The credentials are short-lived (default 1 hour, configurable up to 12 hours for role sessions). When they expire, they become useless. No manual revocation needed.

Retrieval Flow

AWS SDK note: In practice, you rarely call the metadata service directly. AWS SDKs handle credential resolution automatically through the default credential provider chain. A simple boto3 call looks like:

import boto3
import json
client = boto3.client("secretsmanager", region_name="us-east-1")
response = client.get_secret_value(SecretId="prod/database")
# SecretString contains the value; parse if JSON
secret = json.loads(response["SecretString"])
db_password = secret["password"]

The application never holds a permanent AWS access key.

EKS IRSA and EKS Pod Identity

For Kubernetes workloads on EKS, AWS provides two mechanisms. Understanding both matters — one is the established standard; the other is the simpler replacement.

IRSA (IAM Roles for Service Accounts)

IRSA uses OIDC federation to map a Kubernetes service account to an IAM role.
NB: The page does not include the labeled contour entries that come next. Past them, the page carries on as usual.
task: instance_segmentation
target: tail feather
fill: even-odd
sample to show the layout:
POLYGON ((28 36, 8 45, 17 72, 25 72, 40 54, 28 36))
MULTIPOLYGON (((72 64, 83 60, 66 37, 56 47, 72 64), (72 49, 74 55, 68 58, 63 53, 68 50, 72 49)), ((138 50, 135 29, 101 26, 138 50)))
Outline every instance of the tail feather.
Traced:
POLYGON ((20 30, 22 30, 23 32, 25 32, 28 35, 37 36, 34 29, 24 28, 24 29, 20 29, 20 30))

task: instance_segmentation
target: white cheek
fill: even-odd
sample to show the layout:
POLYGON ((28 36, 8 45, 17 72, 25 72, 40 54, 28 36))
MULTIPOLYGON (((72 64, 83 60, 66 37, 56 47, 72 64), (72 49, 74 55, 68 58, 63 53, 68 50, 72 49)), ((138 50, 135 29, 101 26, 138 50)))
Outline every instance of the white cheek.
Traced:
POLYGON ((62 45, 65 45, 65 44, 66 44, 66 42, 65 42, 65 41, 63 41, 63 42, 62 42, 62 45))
It has been the standard approach since 2019.

How it works: EKS projects a service account JWT into the pod. When the pod calls AWS STS’s AssumeRoleWithWebIdentity, STS validates the JWT against the cluster’s OIDC endpoint. If valid and the trust policy matches, STS returns temporary credentials.

Architecture correction: The OIDC provider does not “return” anything to the pod. It is a validation endpoint that STS calls. The pod presents its JWT to STS; STS checks the OIDC endpoint to verify the JWT signature; STS issues credentials. The pod never communicates directly with the OIDC provider.

IRSA setup requires:

  1. An OIDC Identity Provider associated with the EKS cluster
  2. An IAM role with a trust policy referencing the OIDC issuer and the service account
  3. A Kubernetes service account annotated with the IAM role ARN

yaml

apiVersion: v1
kind: ServiceAccount
metadata:
  name: reporting-app
  namespace: apps
  annotations:
    eks.amazonaws.com/role-arn: arn:aws:iam::123456789012:role/reporting-app-role

EKS Pod Identity (2023) — The Simpler Path

AWS introduced EKS Pod Identity in November 2023. It simplifies the IRSA model significantly.

What changed:

  • No OIDC configuration required at the account level
  • No trust policy editing needed for each role
  • The association is configured through EKS directly, not through IAM role trust policies
  • Uses a new EKS Pod Identity Agent (DaemonSet) on each node

Pod Identity setup:

# Create a Pod Identity association
aws eks create-pod-identity-association 
  --cluster-name my-cluster 
  --namespace apps 
  --service-account reporting-app 
  --role-arn arn:aws:iam::123456789012:role/reporting-app-role

No annotation on the service account. No OIDC issuer setup. The EKS control plane handles the token exchange.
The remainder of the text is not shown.